Repenser le modèle d’affaires, piloter la performance globale, agir et communiquer.

Tels sont les 3 objectifs de la comptabilité Triple Capital. Mais de quoi s’agit-il exactement ? Décryptage dans cet article.

Aujourd’hui, nous ne connaissons la comptabilité que sous le prisme de la Finance : l’entreprise gère des flux et des capitaux financiers, et produit un certain nombre d’indicateurs (appelés aussi KPI : Key Performance Indicator) pour juger de sa bonne santé financière. On retrouve ces indicateurs dans des documents produits en fin d'exercice comptable tels que le compte de résultats ou le bilan. Mais à y regarder de plus près, aucun de ces documents ne mentionne les ressources sociales ou environnementales qu’elle utilise pour produire ses biens et services, alors qu’elles lui sont pourtant essentielles. Et surtout, alors qu’elles sont de plus en plus limitées !

Comment alors rendre compte de la façon dont l’entreprise produit un résultat financier, et de la manière dont elle impacte pour cela son environnement écologique et social ?

Plusieurs modèles de comptabilité Triple Capital émergent ces dernières années et proposent de prendre en compte 3 axes dans la comptabilité de l’entreprise : l’axe économique, l’axe social et l’axe environnemental

Nous vous proposons de vous présenter le modèle LIFTS, qui a été créé par la Chaire Performance Globale Multi Capitaux d’Audencia, dirigée par Delphine Gibassier.

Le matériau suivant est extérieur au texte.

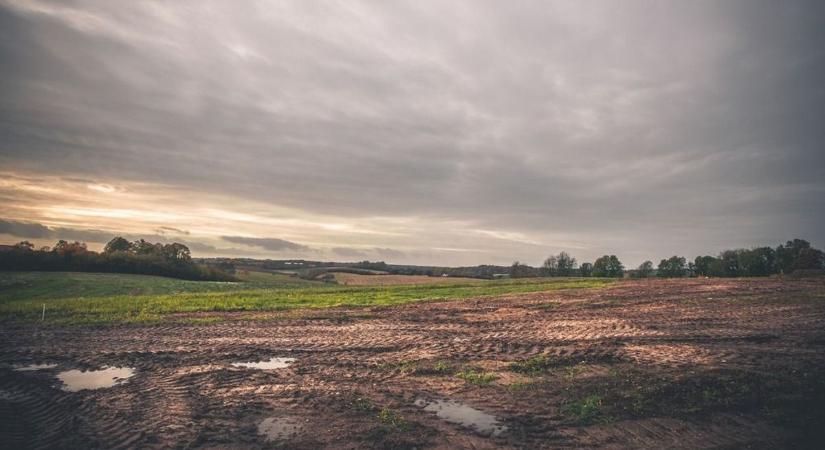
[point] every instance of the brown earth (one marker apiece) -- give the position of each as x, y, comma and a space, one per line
354, 279
641, 364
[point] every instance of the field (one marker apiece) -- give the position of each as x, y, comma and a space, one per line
106, 298
353, 279
689, 363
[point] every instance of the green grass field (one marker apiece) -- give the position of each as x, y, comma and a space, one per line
116, 298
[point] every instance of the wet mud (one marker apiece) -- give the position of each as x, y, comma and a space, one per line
641, 364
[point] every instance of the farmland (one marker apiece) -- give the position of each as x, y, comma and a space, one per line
684, 363
106, 298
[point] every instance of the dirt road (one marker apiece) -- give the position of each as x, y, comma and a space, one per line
641, 364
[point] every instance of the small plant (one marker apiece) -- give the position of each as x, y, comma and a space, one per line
586, 410
391, 420
363, 405
476, 377
532, 365
442, 368
573, 371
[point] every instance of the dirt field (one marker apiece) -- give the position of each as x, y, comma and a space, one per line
354, 279
640, 364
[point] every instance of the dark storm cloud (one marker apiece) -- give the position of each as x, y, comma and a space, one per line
272, 244
637, 127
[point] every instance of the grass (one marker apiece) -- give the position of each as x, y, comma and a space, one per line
586, 410
73, 298
477, 377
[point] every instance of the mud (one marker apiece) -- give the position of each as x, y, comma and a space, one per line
642, 364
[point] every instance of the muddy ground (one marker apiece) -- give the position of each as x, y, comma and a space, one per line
641, 364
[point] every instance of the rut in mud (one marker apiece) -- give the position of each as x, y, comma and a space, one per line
642, 364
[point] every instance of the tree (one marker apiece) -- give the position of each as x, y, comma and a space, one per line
519, 270
757, 262
64, 248
673, 267
117, 244
566, 264
176, 252
645, 269
24, 245
562, 265
550, 266
142, 247
702, 265
608, 266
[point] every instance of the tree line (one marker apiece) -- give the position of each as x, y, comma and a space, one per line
795, 256
119, 256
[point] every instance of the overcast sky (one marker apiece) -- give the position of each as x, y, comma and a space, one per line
425, 132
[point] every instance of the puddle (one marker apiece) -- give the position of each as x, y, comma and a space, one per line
456, 413
33, 367
279, 428
77, 380
274, 363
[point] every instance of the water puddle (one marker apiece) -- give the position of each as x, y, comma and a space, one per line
279, 428
34, 367
456, 413
274, 363
77, 380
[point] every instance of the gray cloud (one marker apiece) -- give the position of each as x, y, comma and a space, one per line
639, 129
272, 244
347, 252
25, 229
31, 230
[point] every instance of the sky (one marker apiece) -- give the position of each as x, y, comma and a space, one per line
422, 132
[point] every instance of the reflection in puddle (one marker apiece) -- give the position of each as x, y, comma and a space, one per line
33, 367
274, 363
77, 380
457, 413
276, 428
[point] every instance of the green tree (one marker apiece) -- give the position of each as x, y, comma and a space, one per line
519, 270
702, 265
117, 244
550, 267
608, 266
24, 245
562, 265
673, 267
645, 270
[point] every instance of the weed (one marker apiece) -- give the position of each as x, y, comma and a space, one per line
533, 365
586, 410
476, 377
392, 421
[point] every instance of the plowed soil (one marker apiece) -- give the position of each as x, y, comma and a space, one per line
653, 364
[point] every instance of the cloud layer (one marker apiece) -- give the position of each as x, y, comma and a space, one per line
465, 132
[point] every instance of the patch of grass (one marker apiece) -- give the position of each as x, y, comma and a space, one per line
533, 365
442, 367
571, 372
548, 305
362, 404
392, 420
110, 298
586, 410
520, 386
477, 377
399, 366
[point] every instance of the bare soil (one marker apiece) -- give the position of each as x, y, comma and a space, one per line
699, 363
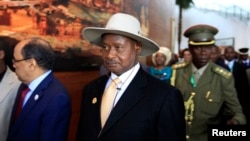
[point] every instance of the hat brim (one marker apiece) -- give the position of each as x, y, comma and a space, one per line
94, 36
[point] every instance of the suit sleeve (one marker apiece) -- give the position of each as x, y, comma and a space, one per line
171, 123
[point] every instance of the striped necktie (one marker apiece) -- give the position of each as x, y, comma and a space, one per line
108, 100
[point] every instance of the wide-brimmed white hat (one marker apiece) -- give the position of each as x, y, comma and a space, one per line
165, 51
121, 24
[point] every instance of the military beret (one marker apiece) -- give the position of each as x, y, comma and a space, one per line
243, 51
201, 34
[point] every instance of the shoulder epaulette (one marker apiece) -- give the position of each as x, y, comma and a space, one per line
179, 65
223, 72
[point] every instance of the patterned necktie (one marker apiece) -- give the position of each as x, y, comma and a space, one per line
108, 100
20, 101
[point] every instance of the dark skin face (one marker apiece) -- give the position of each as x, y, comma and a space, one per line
200, 54
120, 53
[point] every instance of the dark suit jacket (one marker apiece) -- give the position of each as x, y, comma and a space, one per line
149, 110
46, 115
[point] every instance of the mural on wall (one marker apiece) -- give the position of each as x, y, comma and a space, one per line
60, 22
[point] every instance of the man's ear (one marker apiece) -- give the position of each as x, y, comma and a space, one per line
2, 54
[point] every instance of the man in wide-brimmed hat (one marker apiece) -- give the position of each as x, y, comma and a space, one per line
140, 107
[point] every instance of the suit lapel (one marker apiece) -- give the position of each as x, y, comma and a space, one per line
133, 94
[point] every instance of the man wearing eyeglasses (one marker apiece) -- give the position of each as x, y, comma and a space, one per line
8, 87
42, 110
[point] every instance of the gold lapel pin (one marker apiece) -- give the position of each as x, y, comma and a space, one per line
36, 97
94, 100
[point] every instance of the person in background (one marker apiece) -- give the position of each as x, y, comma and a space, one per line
240, 80
161, 59
216, 57
44, 114
186, 55
174, 59
244, 56
208, 90
140, 107
8, 85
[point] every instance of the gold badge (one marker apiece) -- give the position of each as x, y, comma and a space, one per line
94, 100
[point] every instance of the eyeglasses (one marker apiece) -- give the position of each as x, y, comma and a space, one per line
16, 61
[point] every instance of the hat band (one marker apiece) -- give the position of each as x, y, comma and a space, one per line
201, 43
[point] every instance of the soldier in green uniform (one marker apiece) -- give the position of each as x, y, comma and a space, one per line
208, 89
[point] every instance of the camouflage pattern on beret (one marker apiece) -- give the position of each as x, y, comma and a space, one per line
201, 34
243, 51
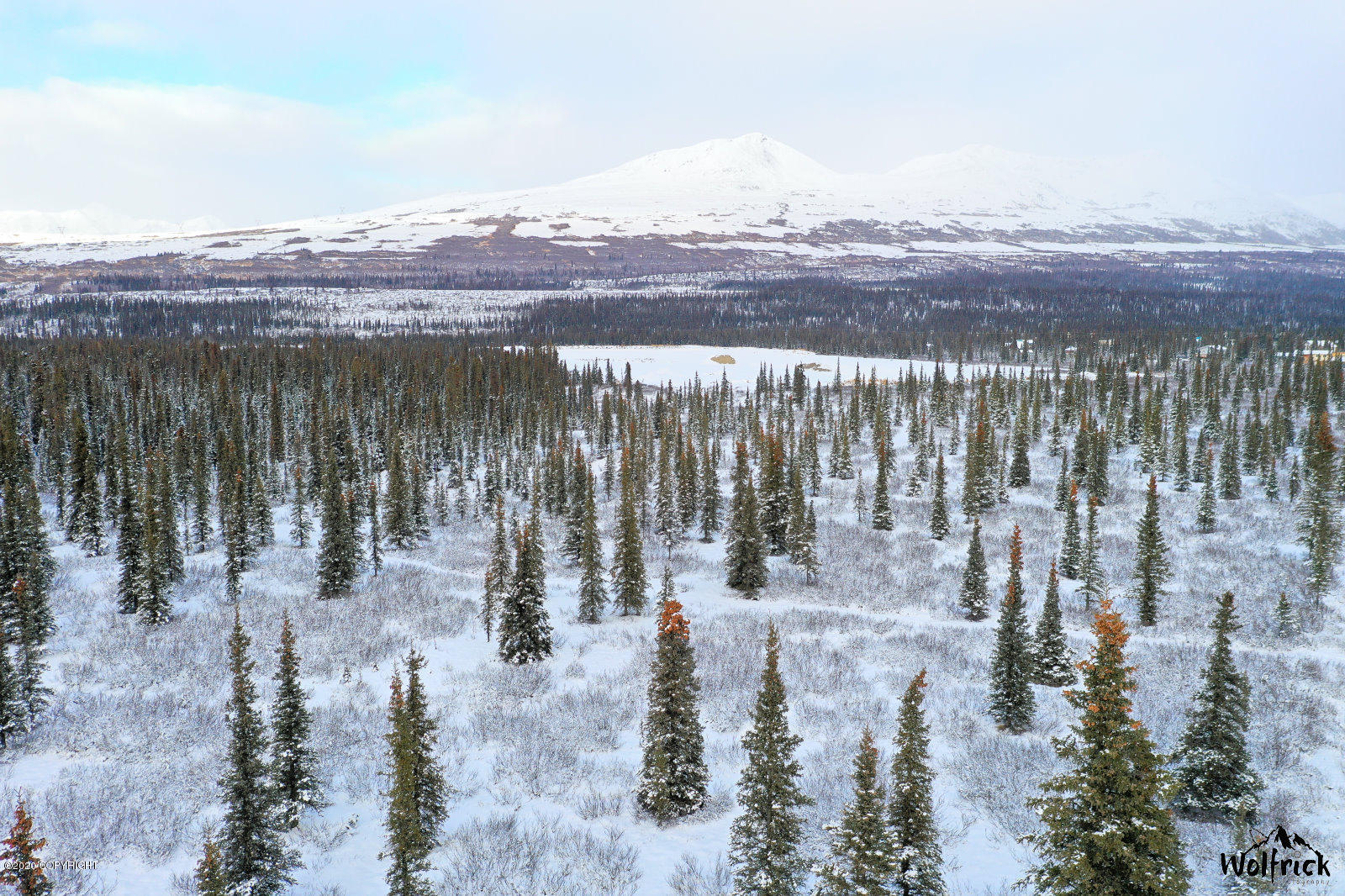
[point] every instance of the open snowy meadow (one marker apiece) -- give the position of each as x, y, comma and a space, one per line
542, 761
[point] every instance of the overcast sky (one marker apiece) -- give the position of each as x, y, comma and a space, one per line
257, 112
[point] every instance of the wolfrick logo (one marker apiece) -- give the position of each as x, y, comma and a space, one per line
1274, 856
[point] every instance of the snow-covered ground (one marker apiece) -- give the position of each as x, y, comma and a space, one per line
757, 194
542, 761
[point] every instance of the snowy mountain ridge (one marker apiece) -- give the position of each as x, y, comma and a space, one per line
757, 195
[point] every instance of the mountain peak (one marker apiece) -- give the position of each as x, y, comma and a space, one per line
751, 161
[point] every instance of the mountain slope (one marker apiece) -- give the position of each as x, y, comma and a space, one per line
753, 195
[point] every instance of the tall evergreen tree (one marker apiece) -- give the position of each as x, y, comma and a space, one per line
293, 762
764, 842
1152, 568
939, 526
746, 552
1106, 830
592, 593
974, 596
1214, 766
253, 855
525, 626
674, 779
498, 571
417, 793
1012, 667
861, 857
918, 857
630, 580
1052, 662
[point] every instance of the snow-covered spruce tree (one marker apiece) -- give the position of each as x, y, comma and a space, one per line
293, 762
1205, 505
300, 522
1152, 568
253, 855
746, 549
131, 548
1214, 767
416, 793
1071, 542
1012, 667
398, 517
84, 525
1106, 829
918, 856
20, 865
338, 552
712, 499
861, 858
674, 779
13, 714
592, 593
974, 596
766, 837
939, 525
34, 625
667, 519
1286, 619
1089, 566
630, 582
498, 571
1320, 525
773, 497
525, 626
881, 499
1052, 662
1020, 468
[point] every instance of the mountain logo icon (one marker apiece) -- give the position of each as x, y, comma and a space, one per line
1274, 855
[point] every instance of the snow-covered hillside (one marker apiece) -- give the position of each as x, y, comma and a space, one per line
757, 195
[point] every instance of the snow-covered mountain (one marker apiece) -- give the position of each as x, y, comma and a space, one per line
755, 195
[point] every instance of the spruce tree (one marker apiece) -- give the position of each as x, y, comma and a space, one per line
915, 835
293, 762
592, 593
939, 526
1052, 662
20, 865
746, 552
338, 552
974, 596
881, 499
1089, 567
1071, 546
1205, 506
766, 837
1286, 619
417, 793
300, 524
498, 571
1107, 831
674, 779
1214, 767
525, 626
1012, 667
861, 857
13, 714
1152, 568
253, 855
630, 580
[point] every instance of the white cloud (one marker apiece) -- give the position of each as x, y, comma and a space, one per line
103, 33
174, 152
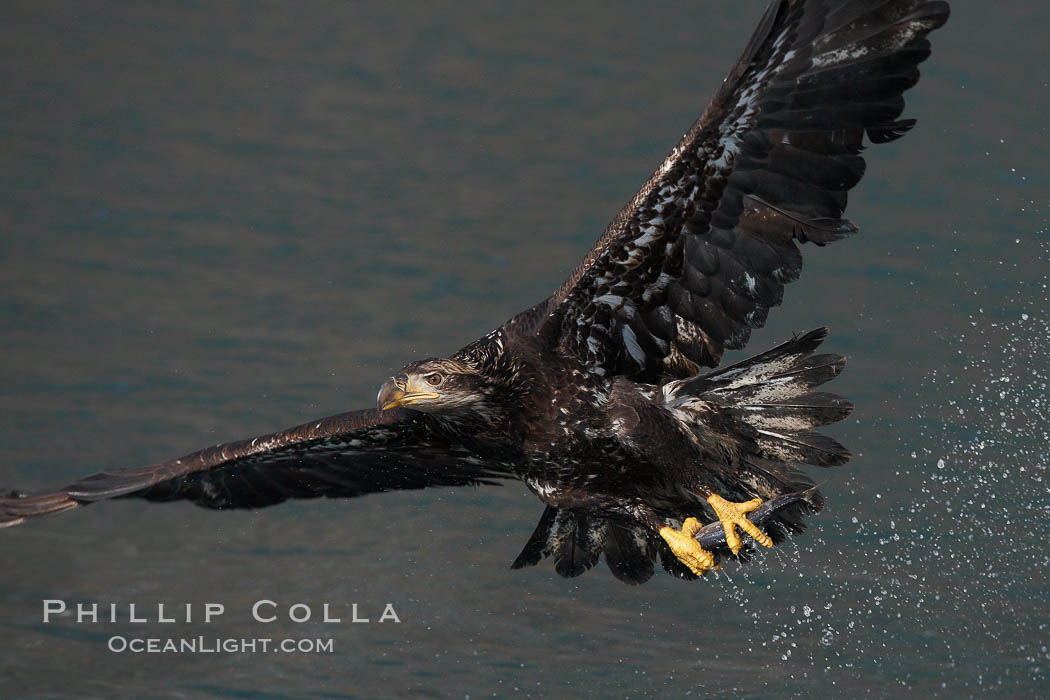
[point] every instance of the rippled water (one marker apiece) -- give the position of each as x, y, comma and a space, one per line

Le modèle LIFTS de la comptabilité Triple Capital repose sur plusieurs principes : 

  • les flux physiques : le modèle n’utilise que des unités physiques pour représenter une réalité (émissions de GES, nombre de personnes concernées par un sujet social,...)
  • l’intégration dans le système comptable : le modèle LIFTS s’appuie en premier lieu sur les enregistrements comptables existants de la comptabilité en partant du principe que les transactions qui ont un impact sur la situation financière de l’entreprise servent à repérer les impacts sociaux et environnementaux.
  • la chaîne de valeur : ou autrement appelée le principe de la responsabilité étendue. Le modèle LIFTS doit intégrer les impacts des décisions de l’entreprise sur le périmètre de sa chaîne de valeur.
  • la non-substitution : les limites planétaires et les fondations (voir ci-dessous)  constituent des catégories ayant la capacité d’agir les unes sur les autres, et il faut les traiter toutes ensemble et toutes comme étant des catégories distinctes.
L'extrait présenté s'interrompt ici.